Je vrouw Sara Ishaq komt uit Jemen. Hoe zijn jullie elkaar tegengekomen?

‘We ontmoetten elkaar in 2012 in mijn stamcafé in Caïro. Het was op het hoogtepunt van de Arabische Lente, toen Caïro nog revolutionair was en het leger nog niet wederom de macht had gegrepen. Egypte was een voorbeeld voor Arabieren uit andere landen, en veel revolutionaire jongeren gingen naar Caïro om geïnspireerd te raken. Mijn toekomstige vrouw was betrokken bij de Jemenitische revolutie, die niet hard werd neergeslagen door het regime. Op een avond kwamen we elkaar tegen. Ik vond haar meteen leuk. Toen ik hoorde dat ze uit Jemen kwam vertelde ik haar dat ik er geboren was en liet mijn paspoort zien, waarin dat ook keurig staat. De rest is geschiedenis.’

Hoe beleeft zij de Jemenitische Burgeroorlog?

‘Veel dramatischer dan mijn ouders. Ze voelt geen weemoed, maar intense pijn. Haar familie is in gevaar. Het gaat om een dagelijkse realiteit van pijn. In 2012, toen we elkaar ontmoetten, rommelde het al in Jemen. Maar drie jaar geleden brak de oorlog uit. Mijn boek biedt een verslag van hoe wij daarmee omgaan. We probeerden ons leven, maar ook van haar familieleden die geen Brits paspoort hadden en dus niet gemakkelijk Jemen konden verlaten, draaglijker te maken.’

Want zijn ze nu ook in veiligheid?

‘Uiteindelijk is haar familie naar Nederland gekomen, zoals ik ook in mijn boek beschrijf, en wonen ze in Amsterdam. Mensen uit Jemen krijgen in Nederland nu vrijwel automatisch een verblijfsvergunning.’

Voor buitenstaanders is de Jemenitische oorlog heel ingewikkeld. Hoe is de oorlog ontstaan? En wie strijdt tegen wie?

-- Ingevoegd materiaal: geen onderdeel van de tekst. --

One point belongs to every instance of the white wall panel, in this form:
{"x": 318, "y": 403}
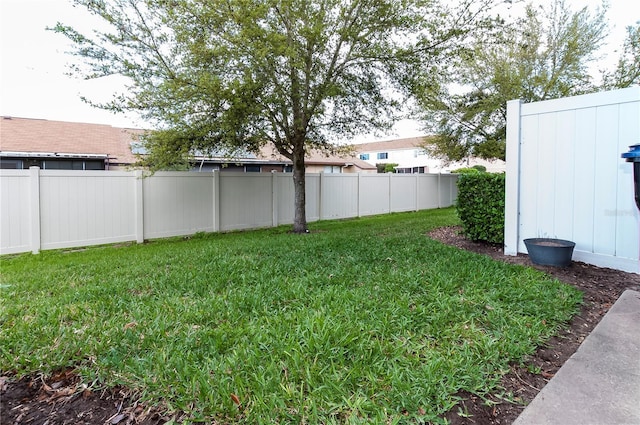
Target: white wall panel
{"x": 58, "y": 209}
{"x": 572, "y": 182}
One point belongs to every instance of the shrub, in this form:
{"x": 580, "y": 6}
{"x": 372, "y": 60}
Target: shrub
{"x": 470, "y": 170}
{"x": 480, "y": 206}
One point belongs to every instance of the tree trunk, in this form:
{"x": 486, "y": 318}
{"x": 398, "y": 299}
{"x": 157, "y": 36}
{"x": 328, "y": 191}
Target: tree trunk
{"x": 300, "y": 210}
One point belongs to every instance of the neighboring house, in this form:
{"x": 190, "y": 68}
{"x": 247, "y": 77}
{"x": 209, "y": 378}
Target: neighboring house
{"x": 26, "y": 142}
{"x": 52, "y": 145}
{"x": 411, "y": 157}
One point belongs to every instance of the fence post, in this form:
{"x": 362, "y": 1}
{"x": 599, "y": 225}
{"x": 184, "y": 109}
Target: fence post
{"x": 358, "y": 192}
{"x": 139, "y": 205}
{"x": 34, "y": 212}
{"x": 512, "y": 179}
{"x": 320, "y": 197}
{"x": 274, "y": 198}
{"x": 440, "y": 190}
{"x": 216, "y": 200}
{"x": 390, "y": 192}
{"x": 417, "y": 192}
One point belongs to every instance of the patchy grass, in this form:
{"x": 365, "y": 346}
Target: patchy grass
{"x": 364, "y": 320}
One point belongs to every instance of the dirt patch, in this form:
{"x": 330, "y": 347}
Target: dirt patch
{"x": 600, "y": 286}
{"x": 62, "y": 399}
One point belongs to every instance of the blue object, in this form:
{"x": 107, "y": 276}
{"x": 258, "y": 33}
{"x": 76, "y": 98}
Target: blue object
{"x": 634, "y": 156}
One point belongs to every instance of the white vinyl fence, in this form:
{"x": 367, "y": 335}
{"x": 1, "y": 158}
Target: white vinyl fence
{"x": 50, "y": 209}
{"x": 566, "y": 179}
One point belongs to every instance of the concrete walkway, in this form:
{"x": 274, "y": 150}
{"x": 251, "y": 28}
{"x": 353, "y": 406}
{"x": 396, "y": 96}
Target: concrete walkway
{"x": 600, "y": 383}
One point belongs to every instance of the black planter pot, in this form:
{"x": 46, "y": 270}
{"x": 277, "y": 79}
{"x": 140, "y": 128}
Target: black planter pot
{"x": 550, "y": 252}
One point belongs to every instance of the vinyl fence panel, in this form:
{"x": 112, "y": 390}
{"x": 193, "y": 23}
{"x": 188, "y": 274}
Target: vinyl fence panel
{"x": 566, "y": 179}
{"x": 94, "y": 209}
{"x": 15, "y": 211}
{"x": 47, "y": 209}
{"x": 177, "y": 204}
{"x": 339, "y": 196}
{"x": 245, "y": 201}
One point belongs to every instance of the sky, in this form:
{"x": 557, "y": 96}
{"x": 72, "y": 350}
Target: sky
{"x": 34, "y": 84}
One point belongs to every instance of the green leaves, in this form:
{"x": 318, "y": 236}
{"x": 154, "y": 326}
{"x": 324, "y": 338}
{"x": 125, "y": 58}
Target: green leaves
{"x": 543, "y": 55}
{"x": 480, "y": 206}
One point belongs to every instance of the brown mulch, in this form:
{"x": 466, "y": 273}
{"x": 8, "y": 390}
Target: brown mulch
{"x": 600, "y": 286}
{"x": 62, "y": 399}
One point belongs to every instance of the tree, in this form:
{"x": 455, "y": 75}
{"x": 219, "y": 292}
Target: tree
{"x": 627, "y": 72}
{"x": 235, "y": 74}
{"x": 543, "y": 55}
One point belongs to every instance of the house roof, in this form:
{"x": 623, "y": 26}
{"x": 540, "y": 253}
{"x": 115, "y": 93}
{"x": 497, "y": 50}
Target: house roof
{"x": 31, "y": 136}
{"x": 390, "y": 145}
{"x": 317, "y": 157}
{"x": 38, "y": 137}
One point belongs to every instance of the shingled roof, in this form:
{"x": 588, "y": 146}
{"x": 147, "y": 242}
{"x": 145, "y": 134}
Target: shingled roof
{"x": 37, "y": 136}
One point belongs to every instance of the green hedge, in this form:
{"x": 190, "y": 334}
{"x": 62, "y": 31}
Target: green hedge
{"x": 480, "y": 206}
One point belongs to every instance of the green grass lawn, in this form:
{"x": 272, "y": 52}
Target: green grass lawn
{"x": 365, "y": 320}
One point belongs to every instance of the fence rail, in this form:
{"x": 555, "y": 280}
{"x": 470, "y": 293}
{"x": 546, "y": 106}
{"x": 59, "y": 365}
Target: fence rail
{"x": 51, "y": 209}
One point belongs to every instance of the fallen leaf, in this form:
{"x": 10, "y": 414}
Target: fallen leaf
{"x": 235, "y": 399}
{"x": 130, "y": 325}
{"x": 118, "y": 418}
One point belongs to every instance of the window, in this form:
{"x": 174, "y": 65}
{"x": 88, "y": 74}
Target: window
{"x": 10, "y": 164}
{"x": 330, "y": 169}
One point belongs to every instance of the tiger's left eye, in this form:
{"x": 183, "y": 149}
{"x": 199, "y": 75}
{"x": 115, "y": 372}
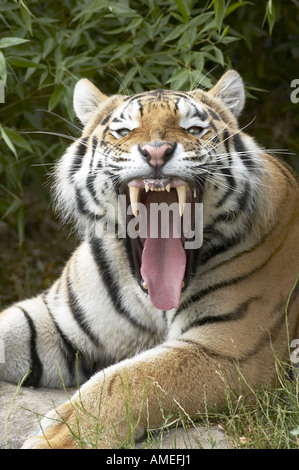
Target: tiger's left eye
{"x": 195, "y": 130}
{"x": 123, "y": 132}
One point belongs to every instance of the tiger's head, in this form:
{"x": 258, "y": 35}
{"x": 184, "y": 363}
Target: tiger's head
{"x": 161, "y": 146}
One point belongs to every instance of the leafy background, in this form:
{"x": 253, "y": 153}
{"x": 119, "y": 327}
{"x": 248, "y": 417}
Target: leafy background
{"x": 123, "y": 46}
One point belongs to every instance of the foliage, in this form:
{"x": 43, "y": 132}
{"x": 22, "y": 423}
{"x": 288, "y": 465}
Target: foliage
{"x": 127, "y": 46}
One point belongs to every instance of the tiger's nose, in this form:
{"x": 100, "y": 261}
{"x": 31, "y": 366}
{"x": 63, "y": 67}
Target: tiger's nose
{"x": 157, "y": 153}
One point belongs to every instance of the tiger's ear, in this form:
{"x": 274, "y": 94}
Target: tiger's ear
{"x": 230, "y": 90}
{"x": 87, "y": 99}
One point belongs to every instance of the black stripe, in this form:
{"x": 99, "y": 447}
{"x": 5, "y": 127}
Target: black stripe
{"x": 82, "y": 209}
{"x": 230, "y": 282}
{"x": 79, "y": 314}
{"x": 237, "y": 314}
{"x": 36, "y": 367}
{"x": 242, "y": 153}
{"x": 106, "y": 119}
{"x": 225, "y": 245}
{"x": 68, "y": 349}
{"x": 78, "y": 157}
{"x": 110, "y": 282}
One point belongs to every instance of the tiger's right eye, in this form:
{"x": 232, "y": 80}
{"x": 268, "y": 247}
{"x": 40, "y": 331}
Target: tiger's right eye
{"x": 123, "y": 132}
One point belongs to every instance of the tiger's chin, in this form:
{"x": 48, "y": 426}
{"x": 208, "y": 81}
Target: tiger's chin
{"x": 162, "y": 225}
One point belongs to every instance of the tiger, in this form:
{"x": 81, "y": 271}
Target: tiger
{"x": 151, "y": 322}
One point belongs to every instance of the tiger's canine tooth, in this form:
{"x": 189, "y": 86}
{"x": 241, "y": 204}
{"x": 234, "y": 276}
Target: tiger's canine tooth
{"x": 134, "y": 196}
{"x": 181, "y": 191}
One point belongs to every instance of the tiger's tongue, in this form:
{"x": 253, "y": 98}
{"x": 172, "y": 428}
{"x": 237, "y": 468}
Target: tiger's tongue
{"x": 163, "y": 259}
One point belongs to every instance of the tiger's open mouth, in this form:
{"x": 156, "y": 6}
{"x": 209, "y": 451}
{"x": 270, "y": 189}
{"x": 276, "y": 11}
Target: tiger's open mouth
{"x": 165, "y": 210}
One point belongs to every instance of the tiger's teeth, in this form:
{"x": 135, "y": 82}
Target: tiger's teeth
{"x": 181, "y": 191}
{"x": 134, "y": 196}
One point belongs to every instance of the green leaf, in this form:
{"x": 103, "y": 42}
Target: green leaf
{"x": 13, "y": 207}
{"x": 21, "y": 224}
{"x": 219, "y": 9}
{"x": 233, "y": 7}
{"x": 26, "y": 15}
{"x": 179, "y": 79}
{"x": 178, "y": 31}
{"x": 8, "y": 142}
{"x": 183, "y": 8}
{"x": 271, "y": 15}
{"x": 8, "y": 42}
{"x": 3, "y": 72}
{"x": 56, "y": 97}
{"x": 21, "y": 62}
{"x": 18, "y": 140}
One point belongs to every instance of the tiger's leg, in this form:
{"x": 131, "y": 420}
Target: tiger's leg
{"x": 72, "y": 330}
{"x": 32, "y": 343}
{"x": 177, "y": 375}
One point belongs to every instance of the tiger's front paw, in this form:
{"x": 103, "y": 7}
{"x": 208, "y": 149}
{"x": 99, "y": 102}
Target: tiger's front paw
{"x": 57, "y": 430}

‘Jemen is nu formeel één land, maar vroeger had je Noord- en Zuid-Jemen. Zij zijn in 1990, na de Koude Oorlog, tot één land verenigd. In Noord-Jemen bestond meer dan duizend jaar het zogenoemde imamaat: een sjiitische theocratie geleid door een imam. Hier kwam in 1962 een einde aan, toen het leger de macht greep. De etnische groep waaruit de imams werden verkozen wordt sindsdien gemarginaliseerd. De Houthi’s in het noorden van Jemen, die nu vechten tegen de Jemenitische regering en de Saoediërs, kun je zien als de erfgenamen van het imamaat.’

En Zuid-Jemen?

‘Dat is een ander verhaal. Dat was tot 1967 een Britse kolonie, en daarna een communistische republiek. In het soennitische zuiden is er ressentiment tegen het noorden. In de jaren negentig woedde er een korte burgeroorlog geweest omdat het zuiden zich opnieuw probeerde af te scheiden. Na die verloren burgeroorlog is het noorden zich als overwinnaar gaan gedragen.’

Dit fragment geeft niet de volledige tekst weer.